“The only person who can open the door to inner truths and lead to the light is yourself.” – Baron Baptiste
I met Elena a few years ago while I was working on a United Nations Foundation campaign with Shot@Life. Like me, Elena was a travel blogger at the time and we were both involved in social good campaigns. We had stayed in touch over the years through a community of blogging friends and our paths crossed again two years back when Elena launched a new career as a life coach. She reached out to let me know what she was doing and invited a handful of friends to participate in her first group-based life coaching seminar. It was a six week program all done online and once a week our fantastic group of ten women came together for a live online talk with Elena leading us along the way through life coaching, meditation and yoga. It was a life-changing seminar for me which stirred many emotions I honestly didn’t know I’d had. I continued on after doing a summer session of 1:1 coaching sessions with Elena and have followed her work ever since. She is an incredibly inspiring woman who has reinvented her career three times, beat cancer at a very young age and is now working to help others like me chase their dreams. Naturally, I invited Elena to participle in my Inspiring Women series. Here is what she has to say.
Where did you grow up? What were some of your favorite activities during your childhood?
I grew up in Michigan after moving to the United States from Italy when I was 2 ½. My favorite activities were reading, playing teacher with my dolls, and playing tennis. Most of my summers (until I was in junior high) were spent in Italy with my grandparents, in Venice, at a beach, and in the mountains. I loved being at the beach and getting gelato with my paternal grandparents and being in the mountains and searching for “fragoline” (mini-strawberries) with my maternal grandparents.
What/Where did you study in college and what was your first career outside of school?
I studied International Affairs and Russian studies at George Washington University. My first job was as a study abroad liaison in Florence Italy until I returned to the U.S. and went to graduate school to pursue a Masters in Curriculum and Instruction and eventually began a 12-year career as an elementary school teacher.
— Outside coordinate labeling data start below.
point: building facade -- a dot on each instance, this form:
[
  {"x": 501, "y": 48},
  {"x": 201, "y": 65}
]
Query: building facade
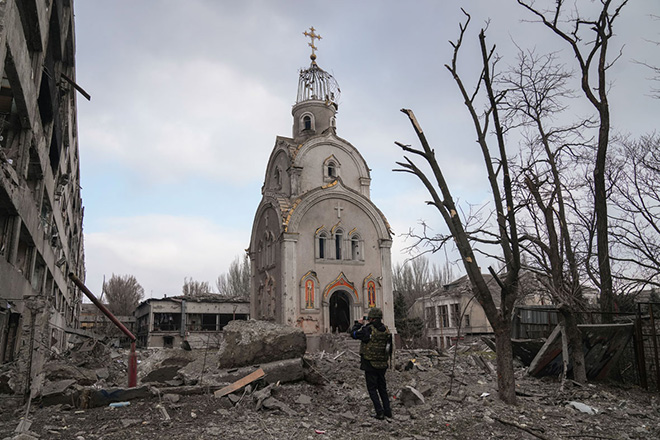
[
  {"x": 320, "y": 249},
  {"x": 453, "y": 313},
  {"x": 41, "y": 212},
  {"x": 198, "y": 320}
]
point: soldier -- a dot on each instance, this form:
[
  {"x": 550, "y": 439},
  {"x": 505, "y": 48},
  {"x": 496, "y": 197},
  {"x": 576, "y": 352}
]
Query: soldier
[{"x": 375, "y": 350}]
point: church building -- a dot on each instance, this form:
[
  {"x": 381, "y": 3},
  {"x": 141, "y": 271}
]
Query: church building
[{"x": 320, "y": 249}]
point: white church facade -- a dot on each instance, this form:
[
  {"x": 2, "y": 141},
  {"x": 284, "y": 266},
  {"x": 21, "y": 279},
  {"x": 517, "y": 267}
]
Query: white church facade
[{"x": 320, "y": 250}]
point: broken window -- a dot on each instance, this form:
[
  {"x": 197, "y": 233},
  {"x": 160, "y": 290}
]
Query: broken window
[
  {"x": 444, "y": 316},
  {"x": 167, "y": 321},
  {"x": 429, "y": 317},
  {"x": 209, "y": 322},
  {"x": 456, "y": 315}
]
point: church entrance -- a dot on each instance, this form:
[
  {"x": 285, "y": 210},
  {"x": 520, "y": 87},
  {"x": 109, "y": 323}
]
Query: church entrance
[{"x": 340, "y": 312}]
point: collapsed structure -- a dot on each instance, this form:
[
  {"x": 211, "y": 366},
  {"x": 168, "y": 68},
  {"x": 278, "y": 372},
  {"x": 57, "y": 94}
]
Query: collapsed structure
[
  {"x": 320, "y": 249},
  {"x": 41, "y": 210}
]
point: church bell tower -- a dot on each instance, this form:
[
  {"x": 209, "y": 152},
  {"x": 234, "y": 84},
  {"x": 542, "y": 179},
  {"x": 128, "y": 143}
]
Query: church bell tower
[{"x": 319, "y": 249}]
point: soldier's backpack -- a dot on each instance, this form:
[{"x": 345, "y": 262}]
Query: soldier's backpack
[{"x": 378, "y": 350}]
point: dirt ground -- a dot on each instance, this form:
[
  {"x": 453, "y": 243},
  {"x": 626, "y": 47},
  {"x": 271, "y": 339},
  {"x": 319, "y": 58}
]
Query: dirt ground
[{"x": 333, "y": 404}]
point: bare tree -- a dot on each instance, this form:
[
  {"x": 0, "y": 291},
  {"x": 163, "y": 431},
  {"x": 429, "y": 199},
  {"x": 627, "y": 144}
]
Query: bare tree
[
  {"x": 505, "y": 234},
  {"x": 236, "y": 282},
  {"x": 589, "y": 39},
  {"x": 123, "y": 294},
  {"x": 536, "y": 94},
  {"x": 417, "y": 277},
  {"x": 195, "y": 288},
  {"x": 635, "y": 231}
]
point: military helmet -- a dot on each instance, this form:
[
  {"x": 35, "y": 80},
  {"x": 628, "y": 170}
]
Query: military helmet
[{"x": 375, "y": 313}]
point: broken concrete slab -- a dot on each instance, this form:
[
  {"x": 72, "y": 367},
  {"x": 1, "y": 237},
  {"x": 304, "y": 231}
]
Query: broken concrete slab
[
  {"x": 289, "y": 370},
  {"x": 255, "y": 375},
  {"x": 255, "y": 342},
  {"x": 273, "y": 403},
  {"x": 603, "y": 345},
  {"x": 55, "y": 392},
  {"x": 409, "y": 396}
]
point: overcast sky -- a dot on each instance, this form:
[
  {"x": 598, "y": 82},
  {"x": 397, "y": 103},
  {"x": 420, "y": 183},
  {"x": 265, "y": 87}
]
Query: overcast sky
[{"x": 188, "y": 97}]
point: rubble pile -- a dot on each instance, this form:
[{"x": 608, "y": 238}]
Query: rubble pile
[{"x": 448, "y": 394}]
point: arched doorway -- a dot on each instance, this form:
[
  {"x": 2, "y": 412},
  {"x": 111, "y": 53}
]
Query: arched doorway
[{"x": 340, "y": 306}]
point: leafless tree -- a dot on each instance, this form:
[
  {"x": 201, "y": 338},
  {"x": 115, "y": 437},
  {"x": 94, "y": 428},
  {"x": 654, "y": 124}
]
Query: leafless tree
[
  {"x": 537, "y": 93},
  {"x": 635, "y": 232},
  {"x": 505, "y": 234},
  {"x": 589, "y": 40},
  {"x": 417, "y": 277},
  {"x": 123, "y": 294},
  {"x": 195, "y": 288},
  {"x": 236, "y": 282}
]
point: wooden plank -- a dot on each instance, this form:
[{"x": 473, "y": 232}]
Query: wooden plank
[{"x": 240, "y": 383}]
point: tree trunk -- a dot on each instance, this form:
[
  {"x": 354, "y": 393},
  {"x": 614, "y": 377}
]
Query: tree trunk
[
  {"x": 574, "y": 336},
  {"x": 506, "y": 382}
]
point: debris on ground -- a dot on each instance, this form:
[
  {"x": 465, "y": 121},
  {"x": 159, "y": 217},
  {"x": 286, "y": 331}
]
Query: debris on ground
[{"x": 454, "y": 398}]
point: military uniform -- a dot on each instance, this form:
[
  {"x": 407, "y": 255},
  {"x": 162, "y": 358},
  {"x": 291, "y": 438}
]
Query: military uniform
[{"x": 375, "y": 351}]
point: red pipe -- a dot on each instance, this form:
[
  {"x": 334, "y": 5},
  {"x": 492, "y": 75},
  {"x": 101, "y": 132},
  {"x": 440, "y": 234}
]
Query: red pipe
[{"x": 132, "y": 359}]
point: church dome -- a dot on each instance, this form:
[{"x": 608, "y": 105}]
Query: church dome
[
  {"x": 315, "y": 84},
  {"x": 317, "y": 100}
]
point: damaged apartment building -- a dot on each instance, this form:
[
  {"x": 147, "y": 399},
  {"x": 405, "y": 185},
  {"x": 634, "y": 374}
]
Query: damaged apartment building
[{"x": 41, "y": 211}]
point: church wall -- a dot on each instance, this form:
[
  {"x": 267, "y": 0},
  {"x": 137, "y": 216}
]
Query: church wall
[
  {"x": 313, "y": 173},
  {"x": 277, "y": 179},
  {"x": 265, "y": 254},
  {"x": 327, "y": 270}
]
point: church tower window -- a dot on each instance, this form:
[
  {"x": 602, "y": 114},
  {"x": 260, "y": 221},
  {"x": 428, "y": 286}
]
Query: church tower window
[
  {"x": 371, "y": 294},
  {"x": 332, "y": 170},
  {"x": 322, "y": 250},
  {"x": 309, "y": 294},
  {"x": 356, "y": 252},
  {"x": 339, "y": 238}
]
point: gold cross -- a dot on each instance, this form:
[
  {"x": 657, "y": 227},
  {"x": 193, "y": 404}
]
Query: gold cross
[{"x": 313, "y": 36}]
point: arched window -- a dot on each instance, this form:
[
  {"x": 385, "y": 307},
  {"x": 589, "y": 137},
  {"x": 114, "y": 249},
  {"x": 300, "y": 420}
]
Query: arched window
[
  {"x": 355, "y": 248},
  {"x": 332, "y": 169},
  {"x": 339, "y": 237},
  {"x": 371, "y": 294},
  {"x": 309, "y": 294},
  {"x": 322, "y": 245}
]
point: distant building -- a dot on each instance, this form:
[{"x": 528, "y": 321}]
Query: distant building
[
  {"x": 320, "y": 248},
  {"x": 41, "y": 212},
  {"x": 453, "y": 312},
  {"x": 92, "y": 319},
  {"x": 167, "y": 322}
]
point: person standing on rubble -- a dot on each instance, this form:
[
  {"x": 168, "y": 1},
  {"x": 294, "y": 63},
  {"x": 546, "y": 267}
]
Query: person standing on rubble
[{"x": 375, "y": 350}]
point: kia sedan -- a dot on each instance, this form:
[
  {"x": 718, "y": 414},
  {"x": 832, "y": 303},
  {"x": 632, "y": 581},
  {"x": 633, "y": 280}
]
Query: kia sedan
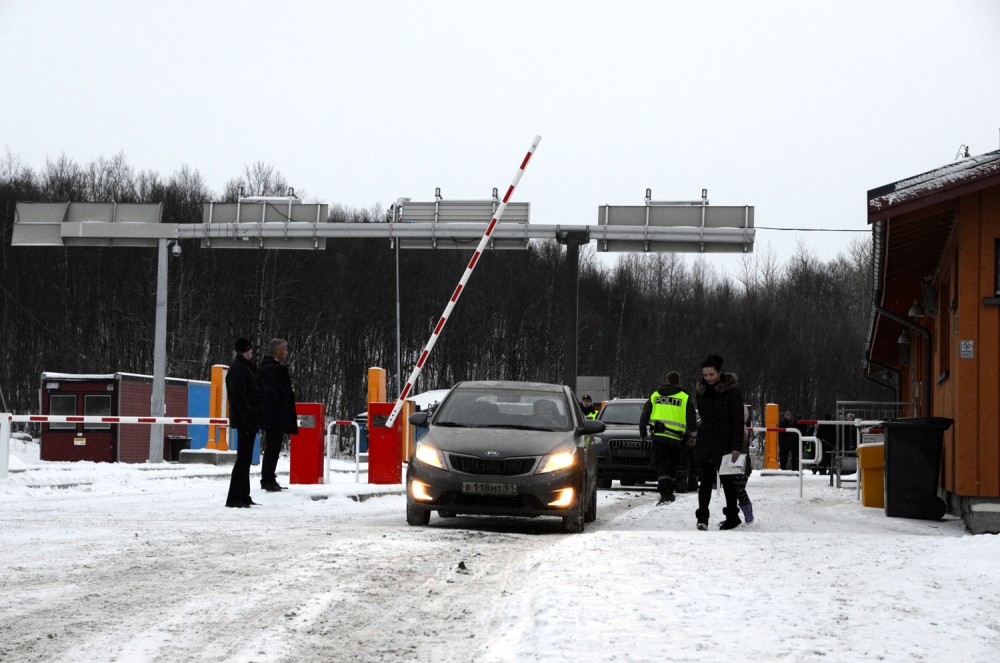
[{"x": 505, "y": 449}]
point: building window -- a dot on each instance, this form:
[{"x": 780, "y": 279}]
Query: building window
[
  {"x": 996, "y": 267},
  {"x": 63, "y": 405},
  {"x": 97, "y": 406},
  {"x": 944, "y": 333}
]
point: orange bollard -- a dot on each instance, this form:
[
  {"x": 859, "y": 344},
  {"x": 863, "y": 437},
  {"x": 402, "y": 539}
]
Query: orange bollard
[
  {"x": 771, "y": 437},
  {"x": 218, "y": 408}
]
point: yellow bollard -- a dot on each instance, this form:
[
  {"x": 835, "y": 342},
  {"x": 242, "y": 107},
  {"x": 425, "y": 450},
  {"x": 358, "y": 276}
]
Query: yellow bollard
[
  {"x": 218, "y": 408},
  {"x": 771, "y": 437}
]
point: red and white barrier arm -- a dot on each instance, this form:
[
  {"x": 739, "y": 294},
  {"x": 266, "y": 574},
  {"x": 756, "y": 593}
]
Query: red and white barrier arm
[
  {"x": 461, "y": 284},
  {"x": 69, "y": 419}
]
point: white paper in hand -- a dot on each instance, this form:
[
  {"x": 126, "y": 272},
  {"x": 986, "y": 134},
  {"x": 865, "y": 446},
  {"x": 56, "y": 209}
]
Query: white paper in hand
[{"x": 729, "y": 467}]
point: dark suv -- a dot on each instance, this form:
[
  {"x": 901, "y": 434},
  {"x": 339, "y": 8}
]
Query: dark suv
[{"x": 623, "y": 455}]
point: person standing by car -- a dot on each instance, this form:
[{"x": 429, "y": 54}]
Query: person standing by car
[
  {"x": 246, "y": 416},
  {"x": 720, "y": 433},
  {"x": 788, "y": 443},
  {"x": 279, "y": 410},
  {"x": 669, "y": 414}
]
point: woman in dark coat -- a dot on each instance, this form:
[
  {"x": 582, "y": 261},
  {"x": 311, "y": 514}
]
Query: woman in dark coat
[
  {"x": 246, "y": 416},
  {"x": 720, "y": 432}
]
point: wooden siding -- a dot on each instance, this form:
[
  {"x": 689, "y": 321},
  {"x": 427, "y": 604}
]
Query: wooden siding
[
  {"x": 135, "y": 397},
  {"x": 972, "y": 449}
]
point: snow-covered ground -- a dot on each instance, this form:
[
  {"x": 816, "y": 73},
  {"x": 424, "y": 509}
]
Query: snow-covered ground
[{"x": 112, "y": 562}]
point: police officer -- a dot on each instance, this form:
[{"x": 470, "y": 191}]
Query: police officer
[{"x": 670, "y": 416}]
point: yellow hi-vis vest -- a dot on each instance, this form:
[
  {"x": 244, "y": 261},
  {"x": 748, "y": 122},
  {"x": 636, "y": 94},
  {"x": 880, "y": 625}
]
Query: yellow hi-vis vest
[{"x": 671, "y": 411}]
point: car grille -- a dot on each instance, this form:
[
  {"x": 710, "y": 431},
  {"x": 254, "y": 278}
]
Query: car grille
[
  {"x": 633, "y": 452},
  {"x": 503, "y": 467}
]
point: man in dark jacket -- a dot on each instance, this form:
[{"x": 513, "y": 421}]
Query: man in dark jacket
[
  {"x": 279, "y": 410},
  {"x": 788, "y": 442},
  {"x": 246, "y": 416},
  {"x": 720, "y": 433},
  {"x": 670, "y": 413}
]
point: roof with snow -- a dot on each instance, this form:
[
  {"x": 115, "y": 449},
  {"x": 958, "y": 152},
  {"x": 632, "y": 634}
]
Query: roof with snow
[{"x": 945, "y": 183}]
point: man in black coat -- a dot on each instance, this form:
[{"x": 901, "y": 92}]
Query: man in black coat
[
  {"x": 279, "y": 410},
  {"x": 788, "y": 443},
  {"x": 246, "y": 416}
]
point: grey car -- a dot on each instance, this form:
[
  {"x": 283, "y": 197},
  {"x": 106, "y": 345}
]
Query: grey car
[
  {"x": 623, "y": 455},
  {"x": 507, "y": 449}
]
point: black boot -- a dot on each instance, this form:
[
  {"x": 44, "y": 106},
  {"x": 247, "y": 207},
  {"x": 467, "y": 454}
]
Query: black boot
[
  {"x": 702, "y": 516},
  {"x": 666, "y": 487},
  {"x": 732, "y": 518}
]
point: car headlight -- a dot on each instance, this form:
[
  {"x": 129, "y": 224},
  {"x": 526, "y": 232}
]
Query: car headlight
[
  {"x": 558, "y": 461},
  {"x": 429, "y": 455}
]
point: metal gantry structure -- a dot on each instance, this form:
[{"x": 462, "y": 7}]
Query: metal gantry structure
[{"x": 287, "y": 223}]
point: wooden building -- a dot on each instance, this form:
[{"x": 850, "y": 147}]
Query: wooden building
[
  {"x": 115, "y": 394},
  {"x": 935, "y": 317}
]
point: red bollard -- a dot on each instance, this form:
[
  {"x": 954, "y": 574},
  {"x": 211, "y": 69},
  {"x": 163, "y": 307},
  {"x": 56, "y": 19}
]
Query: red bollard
[
  {"x": 385, "y": 462},
  {"x": 307, "y": 449}
]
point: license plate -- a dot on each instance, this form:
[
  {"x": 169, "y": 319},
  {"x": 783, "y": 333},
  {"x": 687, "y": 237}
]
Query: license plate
[{"x": 484, "y": 488}]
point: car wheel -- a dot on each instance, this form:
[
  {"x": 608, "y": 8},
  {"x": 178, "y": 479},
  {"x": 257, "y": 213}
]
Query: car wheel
[
  {"x": 573, "y": 524},
  {"x": 590, "y": 512},
  {"x": 415, "y": 516}
]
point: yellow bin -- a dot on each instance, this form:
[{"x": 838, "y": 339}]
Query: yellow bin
[{"x": 871, "y": 461}]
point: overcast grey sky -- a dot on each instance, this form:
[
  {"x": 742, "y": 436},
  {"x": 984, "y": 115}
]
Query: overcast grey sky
[{"x": 797, "y": 108}]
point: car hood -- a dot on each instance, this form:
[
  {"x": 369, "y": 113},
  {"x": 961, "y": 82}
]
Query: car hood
[
  {"x": 620, "y": 430},
  {"x": 507, "y": 443}
]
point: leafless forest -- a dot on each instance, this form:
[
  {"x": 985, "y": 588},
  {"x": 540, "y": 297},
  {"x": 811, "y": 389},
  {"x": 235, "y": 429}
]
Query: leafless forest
[{"x": 791, "y": 328}]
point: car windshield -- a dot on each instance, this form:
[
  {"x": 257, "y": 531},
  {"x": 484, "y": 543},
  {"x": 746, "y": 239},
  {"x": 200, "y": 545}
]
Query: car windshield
[
  {"x": 624, "y": 414},
  {"x": 484, "y": 407}
]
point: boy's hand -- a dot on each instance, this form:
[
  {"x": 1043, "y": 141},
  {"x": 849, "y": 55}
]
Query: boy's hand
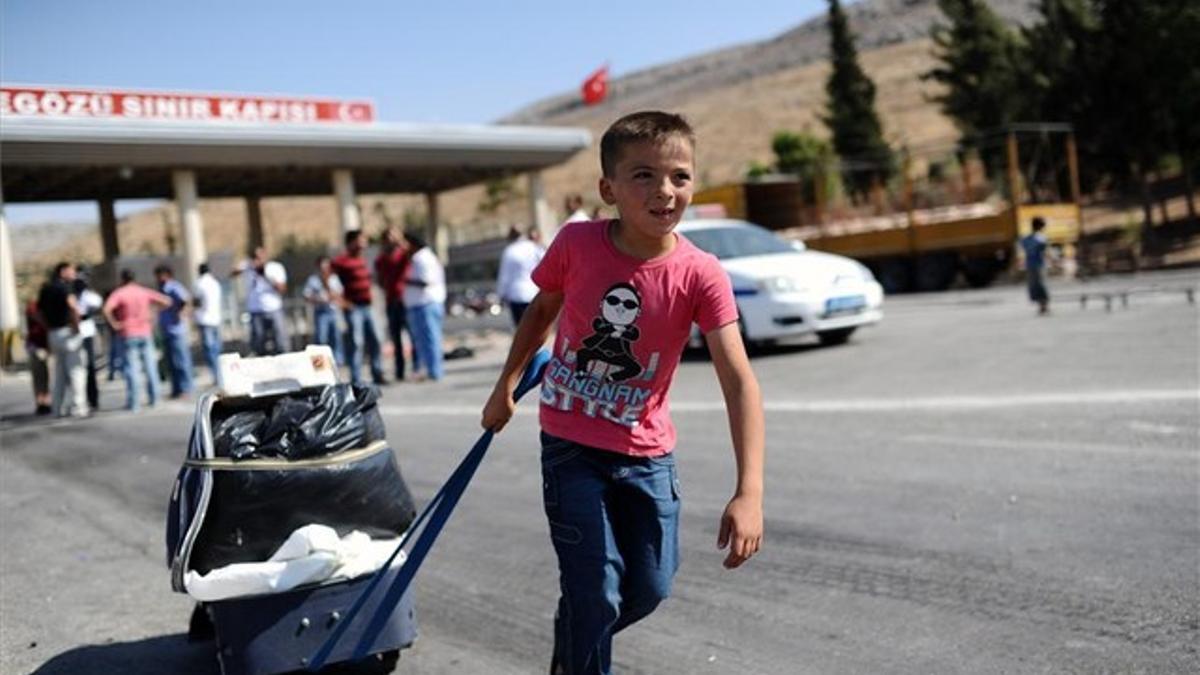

What shaped you into the woman you are today? Was there one defining moment?
Oh my goodness. I feel like there were several defining moments. Moving to Italy on my own after completing my undergraduate. Being diagnosed and then treated for Hodgkin’s Lymphoma in my early 20’s. One failed engagement, the birth of my miracle baby daughter, my divorce, and then day I tried paragliding in Jackson Hole, Wyoming (Read about Elena’s experience here). If I had to choose one, it would probably be the process of watching my daughter become a young woman – she has always been one of my greatest teachers.
You are a cancer survivor and battled cancer at a young age? How did that impact your life? How did you get through the difficult times?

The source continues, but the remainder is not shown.